Introduction
This notebook is part of a series of notebooks which explore Data Science topics in Python:

Bayesian Hyperparameter Tuning in Python
Copulas in Python
Shapley Values in Python
Principle Component Analysis in Python
Interest Rate Modelling in Python
The purpose of this notebook to to develope an yield curve forecasting model that can be leveraged to predict the rance of interest rate yield curve outlooks across the next 12-months (or more). The methodology outlines in this notebook will leverage dimension reduction techniques and stocastic modelling.

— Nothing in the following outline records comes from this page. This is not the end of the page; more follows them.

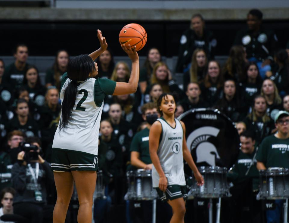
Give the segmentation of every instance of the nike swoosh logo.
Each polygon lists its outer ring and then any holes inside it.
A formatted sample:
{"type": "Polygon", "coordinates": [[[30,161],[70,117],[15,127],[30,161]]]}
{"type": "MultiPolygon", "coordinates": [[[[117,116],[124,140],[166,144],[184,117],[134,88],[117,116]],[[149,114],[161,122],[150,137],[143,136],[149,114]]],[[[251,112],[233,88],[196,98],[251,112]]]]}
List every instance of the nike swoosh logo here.
{"type": "Polygon", "coordinates": [[[131,40],[132,40],[132,39],[129,39],[128,40],[127,40],[126,41],[125,41],[124,42],[122,42],[121,41],[120,41],[120,43],[121,43],[121,44],[124,44],[124,43],[127,43],[128,42],[129,42],[131,40]]]}

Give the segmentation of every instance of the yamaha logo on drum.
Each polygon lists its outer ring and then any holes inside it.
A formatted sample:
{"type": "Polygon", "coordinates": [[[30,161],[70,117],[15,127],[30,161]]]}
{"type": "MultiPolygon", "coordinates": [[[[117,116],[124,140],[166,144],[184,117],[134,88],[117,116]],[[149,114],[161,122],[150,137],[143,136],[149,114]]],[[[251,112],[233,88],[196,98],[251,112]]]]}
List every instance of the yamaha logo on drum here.
{"type": "Polygon", "coordinates": [[[196,115],[197,119],[209,119],[211,120],[216,120],[216,115],[209,115],[207,114],[197,114],[196,115]]]}

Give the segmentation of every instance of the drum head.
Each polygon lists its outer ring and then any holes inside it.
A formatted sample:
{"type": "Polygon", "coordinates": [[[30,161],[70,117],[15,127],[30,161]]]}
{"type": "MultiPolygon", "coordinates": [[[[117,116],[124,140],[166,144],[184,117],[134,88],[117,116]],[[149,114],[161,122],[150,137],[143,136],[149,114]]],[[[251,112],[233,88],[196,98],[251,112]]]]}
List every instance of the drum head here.
{"type": "Polygon", "coordinates": [[[178,119],[186,126],[188,147],[196,165],[228,169],[237,160],[240,139],[232,121],[217,110],[188,111],[178,119]]]}

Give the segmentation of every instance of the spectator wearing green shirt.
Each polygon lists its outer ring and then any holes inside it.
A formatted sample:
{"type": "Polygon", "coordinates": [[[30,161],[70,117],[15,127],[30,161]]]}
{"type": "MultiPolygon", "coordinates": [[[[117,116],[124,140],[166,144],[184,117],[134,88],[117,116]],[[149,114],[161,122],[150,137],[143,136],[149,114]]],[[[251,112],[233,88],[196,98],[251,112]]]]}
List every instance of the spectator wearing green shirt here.
{"type": "MultiPolygon", "coordinates": [[[[289,113],[280,111],[275,116],[275,126],[277,132],[262,141],[256,159],[257,168],[265,170],[270,167],[289,168],[289,113]]],[[[267,222],[279,222],[283,200],[273,200],[275,208],[267,210],[267,222]]]]}
{"type": "MultiPolygon", "coordinates": [[[[130,146],[130,161],[135,169],[151,170],[153,164],[150,156],[148,136],[153,123],[160,117],[157,105],[153,102],[145,104],[141,107],[142,118],[147,122],[146,126],[137,133],[132,139],[130,146]]],[[[148,223],[152,222],[151,201],[129,201],[129,211],[132,222],[148,223]]]]}
{"type": "Polygon", "coordinates": [[[148,135],[152,124],[159,118],[157,105],[153,102],[145,104],[141,107],[142,118],[147,122],[146,128],[137,133],[132,139],[130,146],[130,162],[137,169],[151,169],[152,166],[150,156],[148,135]]]}
{"type": "Polygon", "coordinates": [[[54,86],[60,90],[61,81],[62,75],[67,71],[69,61],[69,54],[65,50],[60,50],[56,53],[55,60],[52,67],[46,72],[45,83],[47,88],[54,86]]]}
{"type": "Polygon", "coordinates": [[[19,88],[22,84],[29,64],[26,63],[28,58],[28,47],[25,44],[17,45],[14,52],[15,62],[5,67],[3,76],[3,83],[11,87],[19,88]]]}
{"type": "Polygon", "coordinates": [[[27,68],[23,80],[23,86],[28,91],[30,100],[38,106],[43,105],[46,89],[41,84],[38,69],[35,66],[30,65],[27,68]]]}
{"type": "Polygon", "coordinates": [[[232,194],[232,216],[235,222],[260,222],[261,204],[256,200],[259,184],[259,173],[255,158],[258,147],[253,132],[240,134],[241,149],[238,159],[228,175],[234,184],[232,194]]]}

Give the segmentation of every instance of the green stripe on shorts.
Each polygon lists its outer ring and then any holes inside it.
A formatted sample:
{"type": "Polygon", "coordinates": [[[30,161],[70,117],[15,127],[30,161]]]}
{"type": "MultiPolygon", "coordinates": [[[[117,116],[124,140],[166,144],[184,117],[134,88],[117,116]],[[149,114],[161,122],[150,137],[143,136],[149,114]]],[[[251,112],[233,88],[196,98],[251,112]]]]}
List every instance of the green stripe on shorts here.
{"type": "Polygon", "coordinates": [[[183,198],[185,200],[188,198],[187,188],[185,186],[177,184],[168,185],[165,192],[161,190],[159,187],[156,187],[155,189],[160,200],[163,202],[166,202],[169,200],[173,200],[180,197],[183,198]]]}
{"type": "Polygon", "coordinates": [[[97,171],[97,156],[86,153],[58,148],[52,148],[53,170],[97,171]]]}

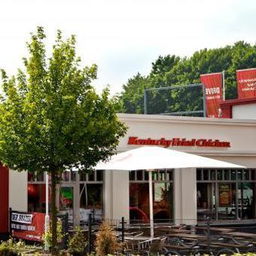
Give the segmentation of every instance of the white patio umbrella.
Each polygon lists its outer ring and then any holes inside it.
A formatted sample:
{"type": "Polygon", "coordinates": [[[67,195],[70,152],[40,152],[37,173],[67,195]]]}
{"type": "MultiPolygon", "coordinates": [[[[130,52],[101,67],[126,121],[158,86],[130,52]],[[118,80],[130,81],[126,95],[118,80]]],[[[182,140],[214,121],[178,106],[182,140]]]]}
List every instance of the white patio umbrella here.
{"type": "Polygon", "coordinates": [[[203,157],[193,154],[160,147],[142,146],[112,156],[107,162],[99,162],[96,169],[148,171],[149,215],[151,235],[154,236],[152,171],[154,169],[177,168],[245,168],[233,163],[203,157]]]}

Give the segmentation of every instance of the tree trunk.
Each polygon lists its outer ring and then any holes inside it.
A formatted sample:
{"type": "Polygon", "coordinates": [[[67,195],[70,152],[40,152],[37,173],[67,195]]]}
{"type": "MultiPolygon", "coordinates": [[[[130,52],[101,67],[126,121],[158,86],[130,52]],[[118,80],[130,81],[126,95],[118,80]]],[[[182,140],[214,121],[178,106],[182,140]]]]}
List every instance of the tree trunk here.
{"type": "Polygon", "coordinates": [[[53,255],[57,254],[57,210],[56,207],[56,171],[51,172],[51,197],[50,197],[50,213],[51,213],[51,232],[52,247],[50,248],[53,255]]]}

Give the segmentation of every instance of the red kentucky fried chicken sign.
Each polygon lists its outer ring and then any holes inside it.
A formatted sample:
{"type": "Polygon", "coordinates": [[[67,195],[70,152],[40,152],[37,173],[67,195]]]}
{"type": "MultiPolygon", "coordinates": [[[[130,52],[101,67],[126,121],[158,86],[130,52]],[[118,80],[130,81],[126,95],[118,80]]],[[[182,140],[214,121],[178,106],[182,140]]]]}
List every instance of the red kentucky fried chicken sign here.
{"type": "Polygon", "coordinates": [[[206,116],[218,117],[222,96],[222,73],[201,75],[200,81],[205,85],[206,116]]]}
{"type": "Polygon", "coordinates": [[[44,213],[12,212],[11,228],[14,237],[32,241],[43,241],[44,213]]]}
{"type": "Polygon", "coordinates": [[[236,71],[238,98],[256,96],[256,69],[236,71]]]}

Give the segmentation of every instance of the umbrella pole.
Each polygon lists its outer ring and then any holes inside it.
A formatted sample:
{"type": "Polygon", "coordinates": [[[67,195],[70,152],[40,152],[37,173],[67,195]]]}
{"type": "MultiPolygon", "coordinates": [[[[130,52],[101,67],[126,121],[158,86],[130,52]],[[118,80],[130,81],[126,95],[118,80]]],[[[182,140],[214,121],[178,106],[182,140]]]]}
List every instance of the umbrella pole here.
{"type": "Polygon", "coordinates": [[[152,189],[152,170],[148,170],[149,188],[149,219],[151,226],[151,236],[154,236],[154,215],[153,215],[153,189],[152,189]]]}

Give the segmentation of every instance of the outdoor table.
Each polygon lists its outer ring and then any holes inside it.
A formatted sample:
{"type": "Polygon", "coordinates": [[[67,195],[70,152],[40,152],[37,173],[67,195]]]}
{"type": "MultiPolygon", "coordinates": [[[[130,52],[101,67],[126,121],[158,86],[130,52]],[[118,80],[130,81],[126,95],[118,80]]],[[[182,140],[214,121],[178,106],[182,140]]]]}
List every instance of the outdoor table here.
{"type": "Polygon", "coordinates": [[[158,237],[151,237],[151,236],[124,236],[125,241],[132,242],[133,245],[137,246],[137,248],[139,249],[141,246],[145,248],[145,245],[147,242],[151,242],[153,240],[158,239],[158,237]]]}

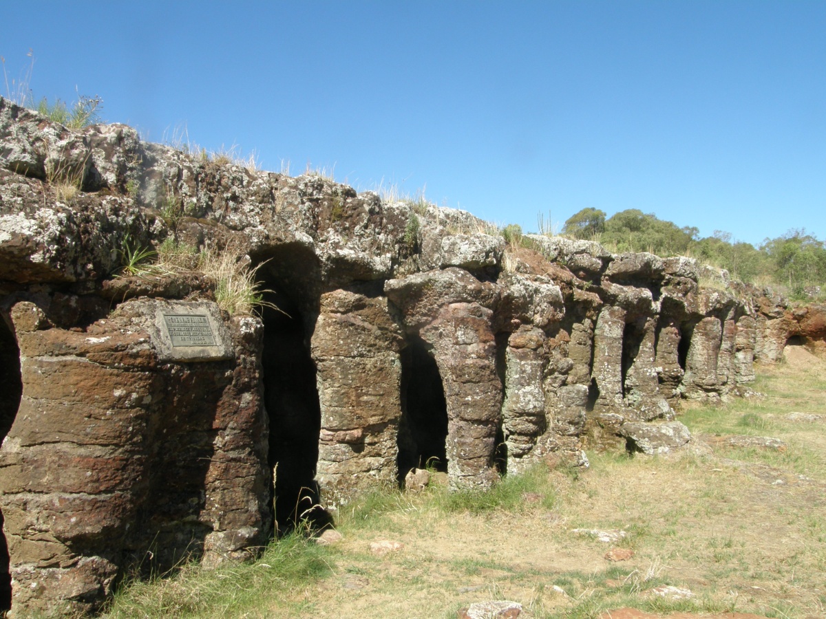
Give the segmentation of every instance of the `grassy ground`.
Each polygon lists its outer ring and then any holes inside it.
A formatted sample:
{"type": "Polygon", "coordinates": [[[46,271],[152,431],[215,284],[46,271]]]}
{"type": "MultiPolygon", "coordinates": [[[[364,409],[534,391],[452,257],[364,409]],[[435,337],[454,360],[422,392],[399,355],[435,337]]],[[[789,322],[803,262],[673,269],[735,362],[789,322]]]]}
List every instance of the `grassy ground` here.
{"type": "Polygon", "coordinates": [[[488,599],[537,618],[626,606],[826,617],[826,418],[786,418],[826,415],[826,364],[798,357],[760,369],[765,395],[681,418],[695,436],[772,437],[785,451],[697,442],[676,456],[589,454],[588,470],[538,467],[485,494],[378,492],[339,515],[335,545],[293,536],[254,563],[138,583],[107,617],[430,619],[488,599]],[[629,535],[605,543],[575,528],[629,535]],[[371,551],[382,540],[402,546],[371,551]],[[609,562],[615,547],[634,555],[609,562]],[[648,593],[662,584],[693,597],[648,593]]]}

Utilizing Principal Component Analysis (PCA) and the Vasicek simulation model proves invaluable in simulating and understanding the complex dynamics of US yield curves. PCA identifies key factors influencing interest rate variations, enabling a more concise representation of yield curve movements. The Vasicek model, incorporating mean reversion, then facilitates the stochastic simulation of future interest rate paths. By integrating PCA-derived principal components into the Vasicek framework, analysts can enhance the granularity of simulations, capturing both systematic factors and the inherent uncertainty in interest rate changes. This combined approach finds applications in risk management, scenario analysis, and portfolio optimization, empowering financial analysts to make more informed decisions by comprehensively simulating the intricate behavior of US yield curves.

Evironment setup

In [None]:
# Import the required packages
import numpy as np
import matplotlib as mpl
import matplotlib.pyplot as plt
import seaborn as sns
import pandas as pd
sns.set_style("white")
from matplotlib.ticker import FuncFormatter

from sklearn.preprocessing import StandardScaler

# Plotly
from plotly.offline import init_notebook_mode, iplot, plot
import plotly as py
init_notebook_mode(connected=True)
import plotly.graph_objs as go

from scipy.optimize import minimize

### Define the colour scheme
c1 = "#173f5f"
c2 = "#20639b"
c3 = "#3caea3"
c4 = "#f6d55c"
c5 = "#ed553b"

custom_palette = [c1, c2, c3, c4, c5]
sns.palplot(sns.color_palette(custom_palette))

# User defined function
def summary(df):
    summ = pd.DataFrame(df.dtypes, columns=['data type'])
    summ['#total'] = df.shape[0]
    summ['#missing'] = df.isnull().sum().values 
    summ['%missing'] = df.isnull().sum().values / len(df)* 100
    summ['#unique'] = df.nunique().values
    summ['#duplicates'] = summ['#total'] - summ['#unique']
    desc = pd.DataFrame(df.describe(include='all').transpose())
    summ['min'] = desc['min'].values
    summ['max'] = desc['max'].values
    return summ

Data Processing

In [None]:
# Import the data
df = pd.read_csv('/kaggle/input/us-yield-curves/yield-curve-rates-1990-2023.csv.csv')
df['Date'] = pd.to_datetime(df['Date'], format='mixed', dayfirst=False)

# Sort by Date
df = df.sort_values('Date')

# Date as index
df.set_index('Date', inplace=True)

# List the variables to keep (<25% missing) and rename
keep_vars = ['3 Mo','6 Mo','1 Yr','2 Yr','3 Yr','5 Yr','7 Yr','10 Yr','20 Yr']
rename_vars = ['3m','6m','12m','24m','36m','60m','84m','120m','240m']

# drop variable and rename
df = df[keep_vars]
df.columns = rename_vars

# Interpolate missing values linearly
df = df.interpolate()

# Drop rows with missing values still (when missing at beginning or end of time series)
df = df.dropna()

# View the data
summary(df).style.background_gradient(cmap='Blues')